Let’s start with extending previous approach on combination of two columns. Assuming we have index on employee.vehicle_number & employee.dept_id
that we can leverage to upgrade our paginator. Since, we are using two columns so we have last_vehicle_number, last_dept_id, direction of movement as control variables.
Our WHERE
condition with two columns would look like
orderByPart = '
ORDER BY
employee.vehicle_number DESC,
employee.dept_id DESC
'if (sortingOrder == 'ASC')
wherePart += '
WHERE employee.vehicle_number > ${last_vehicle_number}
OR (
employee.vehicle_number = ${last_vehicle_number} AND
employee.dept_id > ${last_dept_id}
)
'orderByPart = '
ORDER BY
employee.vehicle_number ASC,
employee.dept_id ASC
'
else
wherePart += '
WHERE employee.vehicle_number < ${last_vehicle_number}
OR (
employee.vehicle_number = ${last_vehicle_number} AND
employee.dept_id < ${last_dept_id}
)
'
orderByPart = '
ORDER BY
employee.vehicle_number DESC,
employee.dept_id DESC
'
Now, if we have to extend above query to incorporate 3 columns, that would increase the complexity and decrease the readability of query. Luckily, we can use row constructor provided by PostgreSQL. Using row constructor, the query can be re-written as
if (sortingOrder == 'ASC')
wherePart += '
WHERE (employee.vehicle_number, employee.dept_id) >
(${last_vehicle_number}, ${last_dept_id})
'
orderByPart = '
ORDER BY
employee.vehicle_number ASC,
employee.dept_id ASC
'else
wherePart += '
WHERE (employee.vehicle_number, employee.dept_id) <
(${last_vehicle_number}, ${last_dept_id})
' orderByPart = '
ORDER BY
employee.vehicle_number DESC,
employee.dept_id DESC
'
Well we have created an exotic paginator for PostgreSQL backend. But, it does lack one final thing i.e. handling null values. It may be the case when the column we are using may contain null values.
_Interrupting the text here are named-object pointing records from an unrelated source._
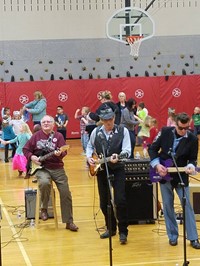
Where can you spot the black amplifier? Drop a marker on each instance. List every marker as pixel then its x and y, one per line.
pixel 136 166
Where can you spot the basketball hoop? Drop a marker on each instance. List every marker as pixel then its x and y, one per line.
pixel 134 41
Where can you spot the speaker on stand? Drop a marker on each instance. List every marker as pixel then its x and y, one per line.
pixel 141 194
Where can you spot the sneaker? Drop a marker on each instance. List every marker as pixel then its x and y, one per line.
pixel 122 238
pixel 72 227
pixel 195 244
pixel 106 234
pixel 173 242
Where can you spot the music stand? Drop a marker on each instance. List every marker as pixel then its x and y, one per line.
pixel 185 263
pixel 110 200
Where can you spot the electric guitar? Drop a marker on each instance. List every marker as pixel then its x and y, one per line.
pixel 155 177
pixel 99 161
pixel 33 167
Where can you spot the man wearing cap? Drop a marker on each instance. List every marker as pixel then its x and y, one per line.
pixel 115 141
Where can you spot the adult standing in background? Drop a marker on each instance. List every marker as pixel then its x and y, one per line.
pixel 129 121
pixel 37 107
pixel 61 121
pixel 171 117
pixel 121 103
pixel 106 101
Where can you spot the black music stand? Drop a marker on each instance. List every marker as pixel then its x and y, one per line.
pixel 110 200
pixel 185 263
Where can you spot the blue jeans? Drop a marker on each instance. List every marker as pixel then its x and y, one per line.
pixel 167 193
pixel 84 140
pixel 60 178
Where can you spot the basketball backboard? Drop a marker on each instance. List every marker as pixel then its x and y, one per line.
pixel 130 21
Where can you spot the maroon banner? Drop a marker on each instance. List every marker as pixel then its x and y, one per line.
pixel 158 93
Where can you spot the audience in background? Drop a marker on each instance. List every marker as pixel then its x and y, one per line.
pixel 16 122
pixel 19 161
pixel 121 103
pixel 196 121
pixel 8 134
pixel 129 121
pixel 171 117
pixel 61 121
pixel 106 101
pixel 141 113
pixel 83 122
pixel 37 107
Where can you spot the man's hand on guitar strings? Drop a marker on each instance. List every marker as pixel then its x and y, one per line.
pixel 190 169
pixel 57 152
pixel 35 159
pixel 161 170
pixel 91 161
pixel 114 158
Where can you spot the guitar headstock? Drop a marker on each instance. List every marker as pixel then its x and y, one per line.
pixel 64 148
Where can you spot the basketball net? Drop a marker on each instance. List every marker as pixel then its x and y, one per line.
pixel 134 42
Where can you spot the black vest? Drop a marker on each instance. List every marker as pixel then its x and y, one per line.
pixel 112 145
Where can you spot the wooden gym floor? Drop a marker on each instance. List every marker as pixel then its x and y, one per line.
pixel 22 244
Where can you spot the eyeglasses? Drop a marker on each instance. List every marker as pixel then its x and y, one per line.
pixel 183 128
pixel 48 122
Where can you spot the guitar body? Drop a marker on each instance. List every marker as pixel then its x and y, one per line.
pixel 33 167
pixel 99 161
pixel 154 176
pixel 94 168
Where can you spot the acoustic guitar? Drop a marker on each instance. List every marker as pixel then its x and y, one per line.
pixel 33 167
pixel 155 177
pixel 99 161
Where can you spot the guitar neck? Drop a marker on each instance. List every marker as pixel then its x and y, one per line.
pixel 43 158
pixel 107 159
pixel 174 169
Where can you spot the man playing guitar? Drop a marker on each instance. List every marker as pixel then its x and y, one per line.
pixel 179 143
pixel 116 141
pixel 43 142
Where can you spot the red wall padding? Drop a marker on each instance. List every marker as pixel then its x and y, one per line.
pixel 181 92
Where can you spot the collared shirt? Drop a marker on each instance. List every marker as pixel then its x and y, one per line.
pixel 126 143
pixel 175 144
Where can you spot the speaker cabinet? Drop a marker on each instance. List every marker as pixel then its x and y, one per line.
pixel 30 204
pixel 195 199
pixel 142 197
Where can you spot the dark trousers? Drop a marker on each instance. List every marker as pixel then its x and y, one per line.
pixel 63 132
pixel 118 185
pixel 132 137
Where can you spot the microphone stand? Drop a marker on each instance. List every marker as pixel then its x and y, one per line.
pixel 185 263
pixel 109 207
pixel 0 238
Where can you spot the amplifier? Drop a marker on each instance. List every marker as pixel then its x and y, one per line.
pixel 134 166
pixel 30 204
pixel 142 199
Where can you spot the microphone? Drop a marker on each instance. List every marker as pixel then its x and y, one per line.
pixel 170 151
pixel 100 135
pixel 123 155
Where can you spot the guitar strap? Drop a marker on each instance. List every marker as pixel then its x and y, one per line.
pixel 49 141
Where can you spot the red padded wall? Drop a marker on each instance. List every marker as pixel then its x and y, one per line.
pixel 181 92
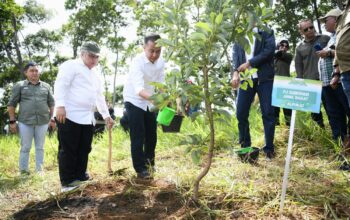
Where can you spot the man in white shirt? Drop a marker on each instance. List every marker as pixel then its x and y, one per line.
pixel 145 68
pixel 78 92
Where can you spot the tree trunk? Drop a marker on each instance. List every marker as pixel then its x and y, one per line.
pixel 19 64
pixel 209 113
pixel 116 69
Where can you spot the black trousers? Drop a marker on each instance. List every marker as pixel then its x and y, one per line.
pixel 143 136
pixel 73 150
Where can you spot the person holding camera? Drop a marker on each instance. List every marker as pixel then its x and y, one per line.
pixel 333 96
pixel 306 59
pixel 283 60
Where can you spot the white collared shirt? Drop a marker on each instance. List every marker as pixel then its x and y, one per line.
pixel 251 55
pixel 79 90
pixel 141 73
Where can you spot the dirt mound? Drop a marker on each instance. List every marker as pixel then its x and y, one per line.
pixel 119 199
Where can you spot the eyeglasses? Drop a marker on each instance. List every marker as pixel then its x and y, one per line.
pixel 308 29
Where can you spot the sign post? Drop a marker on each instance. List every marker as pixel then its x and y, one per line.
pixel 295 94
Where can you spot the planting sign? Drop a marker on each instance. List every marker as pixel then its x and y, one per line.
pixel 297 94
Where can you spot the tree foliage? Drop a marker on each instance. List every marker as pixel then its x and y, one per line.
pixel 95 20
pixel 197 40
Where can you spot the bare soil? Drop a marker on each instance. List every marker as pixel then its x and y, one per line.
pixel 117 199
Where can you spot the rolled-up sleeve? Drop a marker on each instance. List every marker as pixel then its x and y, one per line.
pixel 100 99
pixel 136 75
pixel 50 99
pixel 15 95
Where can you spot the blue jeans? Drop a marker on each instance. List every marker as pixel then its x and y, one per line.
pixel 244 101
pixel 345 81
pixel 143 136
pixel 337 109
pixel 27 133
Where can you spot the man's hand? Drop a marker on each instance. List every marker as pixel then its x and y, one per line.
pixel 13 128
pixel 235 80
pixel 322 53
pixel 109 122
pixel 334 82
pixel 52 124
pixel 61 114
pixel 243 67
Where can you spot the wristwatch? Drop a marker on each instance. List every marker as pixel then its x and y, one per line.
pixel 329 53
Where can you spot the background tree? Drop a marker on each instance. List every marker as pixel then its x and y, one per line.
pixel 10 25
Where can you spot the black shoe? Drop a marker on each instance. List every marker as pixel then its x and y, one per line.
pixel 144 175
pixel 86 177
pixel 345 166
pixel 270 155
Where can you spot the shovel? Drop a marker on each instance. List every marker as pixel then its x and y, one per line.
pixel 110 171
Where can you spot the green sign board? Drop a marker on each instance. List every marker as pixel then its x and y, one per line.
pixel 297 94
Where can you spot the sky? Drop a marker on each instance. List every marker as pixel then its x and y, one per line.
pixel 60 17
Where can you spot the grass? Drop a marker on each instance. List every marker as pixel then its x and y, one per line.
pixel 317 189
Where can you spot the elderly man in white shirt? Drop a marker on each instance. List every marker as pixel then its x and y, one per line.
pixel 78 92
pixel 145 68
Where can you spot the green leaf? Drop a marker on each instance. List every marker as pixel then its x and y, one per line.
pixel 250 82
pixel 188 149
pixel 204 26
pixel 195 157
pixel 218 19
pixel 198 36
pixel 244 85
pixel 158 85
pixel 222 39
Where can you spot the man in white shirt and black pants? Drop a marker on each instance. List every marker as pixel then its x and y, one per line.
pixel 78 92
pixel 145 68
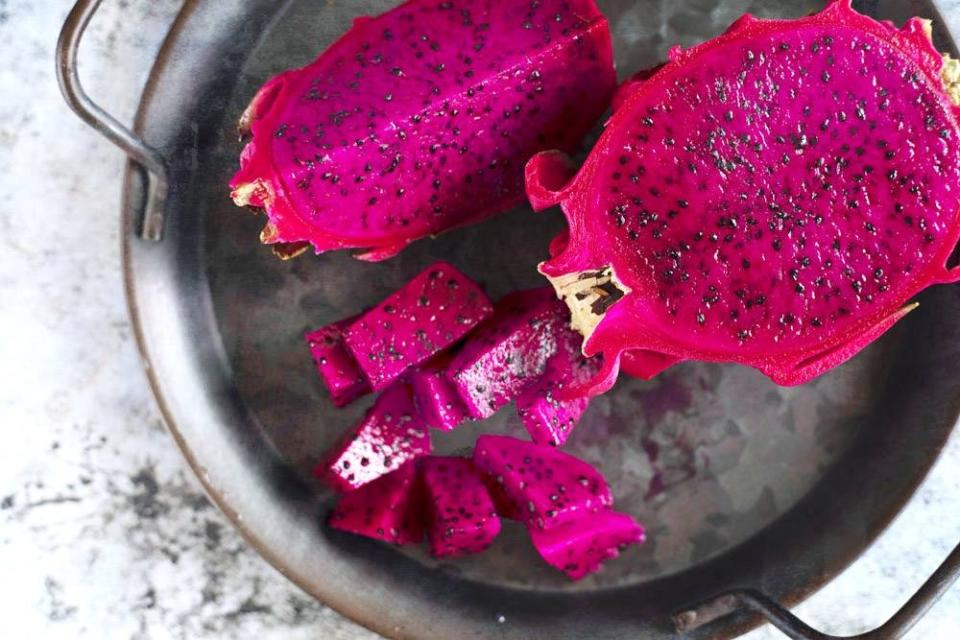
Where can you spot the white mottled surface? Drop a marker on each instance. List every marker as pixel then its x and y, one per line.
pixel 103 533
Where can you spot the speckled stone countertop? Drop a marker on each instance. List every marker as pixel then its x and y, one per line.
pixel 103 532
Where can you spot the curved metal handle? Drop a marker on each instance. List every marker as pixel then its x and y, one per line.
pixel 748 599
pixel 139 151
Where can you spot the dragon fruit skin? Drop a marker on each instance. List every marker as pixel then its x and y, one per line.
pixel 431 312
pixel 579 548
pixel 548 418
pixel 390 434
pixel 462 518
pixel 337 368
pixel 772 197
pixel 420 120
pixel 508 352
pixel 544 487
pixel 436 397
pixel 389 508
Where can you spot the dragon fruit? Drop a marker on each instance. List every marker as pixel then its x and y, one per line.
pixel 337 368
pixel 431 312
pixel 388 509
pixel 548 418
pixel 543 487
pixel 461 515
pixel 508 352
pixel 390 434
pixel 436 396
pixel 420 120
pixel 578 548
pixel 773 197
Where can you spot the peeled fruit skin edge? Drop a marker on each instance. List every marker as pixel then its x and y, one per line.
pixel 587 272
pixel 461 71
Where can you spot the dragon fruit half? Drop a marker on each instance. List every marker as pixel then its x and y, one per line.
pixel 431 312
pixel 772 197
pixel 390 434
pixel 540 485
pixel 388 509
pixel 420 120
pixel 461 514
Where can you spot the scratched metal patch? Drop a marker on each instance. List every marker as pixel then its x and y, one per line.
pixel 705 455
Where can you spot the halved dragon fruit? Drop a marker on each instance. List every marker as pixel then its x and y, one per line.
pixel 548 418
pixel 773 197
pixel 508 352
pixel 461 514
pixel 420 120
pixel 337 368
pixel 389 508
pixel 543 487
pixel 431 312
pixel 579 548
pixel 390 434
pixel 436 396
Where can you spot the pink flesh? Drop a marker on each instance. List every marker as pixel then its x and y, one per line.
pixel 421 119
pixel 579 548
pixel 548 418
pixel 390 434
pixel 337 368
pixel 783 254
pixel 388 509
pixel 436 397
pixel 545 487
pixel 431 312
pixel 462 517
pixel 646 364
pixel 508 352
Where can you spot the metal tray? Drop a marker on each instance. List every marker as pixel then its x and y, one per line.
pixel 745 487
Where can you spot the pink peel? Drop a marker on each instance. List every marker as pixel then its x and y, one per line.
pixel 648 217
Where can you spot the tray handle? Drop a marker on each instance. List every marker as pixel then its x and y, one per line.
pixel 147 157
pixel 777 615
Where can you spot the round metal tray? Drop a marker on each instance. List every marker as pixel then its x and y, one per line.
pixel 743 485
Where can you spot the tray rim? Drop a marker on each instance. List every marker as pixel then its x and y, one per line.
pixel 131 193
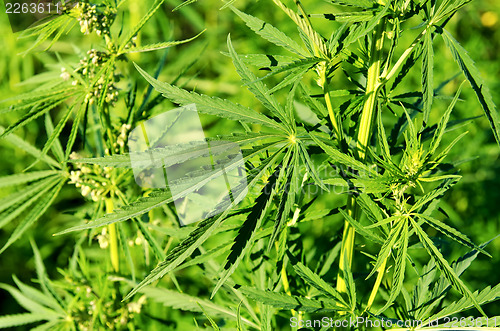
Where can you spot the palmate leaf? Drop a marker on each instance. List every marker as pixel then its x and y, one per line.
pixel 443 265
pixel 34 214
pixel 252 223
pixel 354 3
pixel 20 201
pixel 211 105
pixel 286 302
pixel 201 233
pixel 257 87
pixel 477 83
pixel 270 33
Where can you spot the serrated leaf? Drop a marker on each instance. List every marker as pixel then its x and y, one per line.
pixel 399 269
pixel 316 281
pixel 256 87
pixel 338 156
pixel 477 83
pixel 186 302
pixel 204 229
pixel 440 129
pixel 140 25
pixel 9 321
pixel 269 32
pixel 443 265
pixel 34 214
pixel 388 245
pixel 354 3
pixel 22 178
pixel 451 232
pixel 211 105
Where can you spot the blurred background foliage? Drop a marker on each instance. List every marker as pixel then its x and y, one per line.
pixel 473 205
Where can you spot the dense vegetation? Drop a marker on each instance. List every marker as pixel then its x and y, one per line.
pixel 364 134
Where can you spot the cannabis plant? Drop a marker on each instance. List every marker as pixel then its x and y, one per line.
pixel 334 132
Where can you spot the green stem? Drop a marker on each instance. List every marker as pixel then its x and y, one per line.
pixel 113 238
pixel 365 128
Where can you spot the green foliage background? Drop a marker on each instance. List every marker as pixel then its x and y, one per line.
pixel 473 205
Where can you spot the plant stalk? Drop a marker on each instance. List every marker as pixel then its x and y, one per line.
pixel 365 127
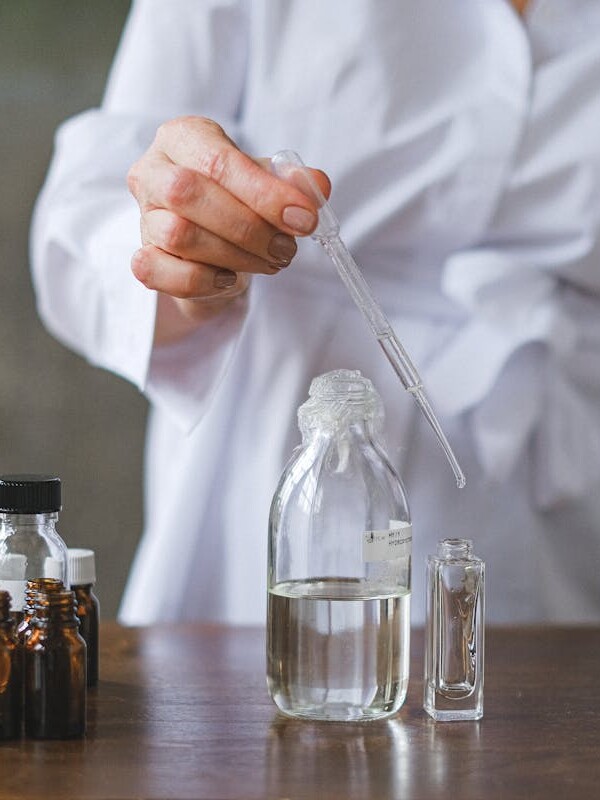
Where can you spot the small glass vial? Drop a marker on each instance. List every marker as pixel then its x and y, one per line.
pixel 55 670
pixel 454 633
pixel 82 574
pixel 339 563
pixel 30 546
pixel 33 588
pixel 11 674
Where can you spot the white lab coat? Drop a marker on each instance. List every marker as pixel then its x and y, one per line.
pixel 464 151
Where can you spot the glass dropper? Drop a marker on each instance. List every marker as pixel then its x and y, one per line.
pixel 288 166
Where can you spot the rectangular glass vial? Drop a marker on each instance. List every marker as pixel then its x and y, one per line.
pixel 454 633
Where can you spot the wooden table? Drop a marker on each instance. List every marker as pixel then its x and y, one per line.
pixel 183 712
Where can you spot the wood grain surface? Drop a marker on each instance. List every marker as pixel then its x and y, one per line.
pixel 183 712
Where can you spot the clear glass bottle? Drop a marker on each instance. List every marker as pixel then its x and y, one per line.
pixel 30 546
pixel 454 632
pixel 339 563
pixel 55 670
pixel 82 572
pixel 11 686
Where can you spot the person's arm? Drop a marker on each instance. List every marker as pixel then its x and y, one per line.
pixel 185 57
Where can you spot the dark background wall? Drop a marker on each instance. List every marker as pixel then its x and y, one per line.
pixel 57 413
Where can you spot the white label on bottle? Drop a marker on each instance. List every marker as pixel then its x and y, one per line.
pixel 17 593
pixel 396 542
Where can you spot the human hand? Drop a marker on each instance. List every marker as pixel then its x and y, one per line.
pixel 211 216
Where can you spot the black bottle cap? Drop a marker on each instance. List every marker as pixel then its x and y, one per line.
pixel 29 494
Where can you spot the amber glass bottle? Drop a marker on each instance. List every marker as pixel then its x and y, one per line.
pixel 34 586
pixel 55 670
pixel 10 674
pixel 82 574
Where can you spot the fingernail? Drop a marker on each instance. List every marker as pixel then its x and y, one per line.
pixel 282 247
pixel 224 278
pixel 299 219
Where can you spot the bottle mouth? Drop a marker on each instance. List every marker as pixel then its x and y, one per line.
pixel 342 384
pixel 338 398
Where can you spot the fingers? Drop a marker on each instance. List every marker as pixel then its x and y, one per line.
pixel 193 197
pixel 211 215
pixel 218 159
pixel 180 278
pixel 180 237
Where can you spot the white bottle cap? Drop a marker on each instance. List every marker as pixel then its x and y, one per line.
pixel 82 567
pixel 52 568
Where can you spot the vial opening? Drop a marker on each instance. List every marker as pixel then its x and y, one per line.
pixel 455 548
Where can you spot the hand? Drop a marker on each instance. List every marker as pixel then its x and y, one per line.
pixel 210 217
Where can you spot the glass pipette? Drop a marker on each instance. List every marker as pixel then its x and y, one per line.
pixel 288 166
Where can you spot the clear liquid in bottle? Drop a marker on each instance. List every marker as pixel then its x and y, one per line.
pixel 337 649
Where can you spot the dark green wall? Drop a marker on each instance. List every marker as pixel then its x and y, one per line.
pixel 57 413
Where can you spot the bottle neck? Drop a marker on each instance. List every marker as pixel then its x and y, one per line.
pixel 55 609
pixel 455 549
pixel 13 520
pixel 343 428
pixel 5 608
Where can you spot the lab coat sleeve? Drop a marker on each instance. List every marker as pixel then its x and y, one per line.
pixel 525 366
pixel 181 57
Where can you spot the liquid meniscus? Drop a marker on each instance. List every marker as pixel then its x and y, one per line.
pixel 338 649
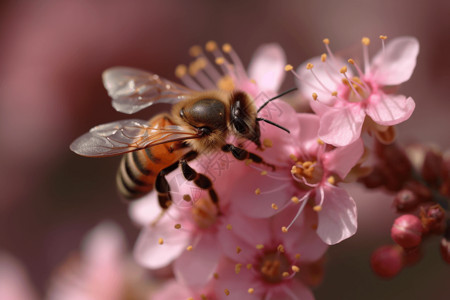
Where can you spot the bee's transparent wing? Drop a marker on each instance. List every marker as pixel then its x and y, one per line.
pixel 125 136
pixel 132 90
Sort by multiple columns with nulls allowed (~300000 rows)
Extending previous version of our exotic paginator to handle null values can be achieved via a little trick. We will be using COALESCE, NULLS LAST
provided by PostgreSQL to handle the null values that may reside in our DB.
We will be sorting in such way that nulls are present either at start or end and using COALESCE LIMIT
accordingly. Here an example
if (sortingOrder == 'ASC')
wherePart += '
WHERE (COALESCE(employee.vehicle_number, '!'),
COALESCE(employee.dept_id, 0)) >
(COALESCE(${last_vehicle_number}, '!'),
COALESCE(${last_dept_id}, 0))
'
orderByPart = '
ORDER BY
employee.vehicle_number ASC NULLS FIRST,
employee.dept_id ASC NULLS FIRST
'else
wherePart += '
WHERE (COALESCE(employee.vehicle_number, 'Z'),
COALESCE(employee.dept_id, 9223372036854775807::Numeric)) >
(COALESCE(${last_vehicle_number}, 'Z'),
COALESCE(${last_dept_id}, 9223372036854775807::Numeric))
'
orderByPart = '
ORDER BY
employee.vehicle_number DESC NULLS LAST,
employee.dept_id DESC NULLS LAST
'
We have to explicitly cast the value into the type of column in coalesce
with it. And there we have our multiple column paginator with ability to tackle nulls as well.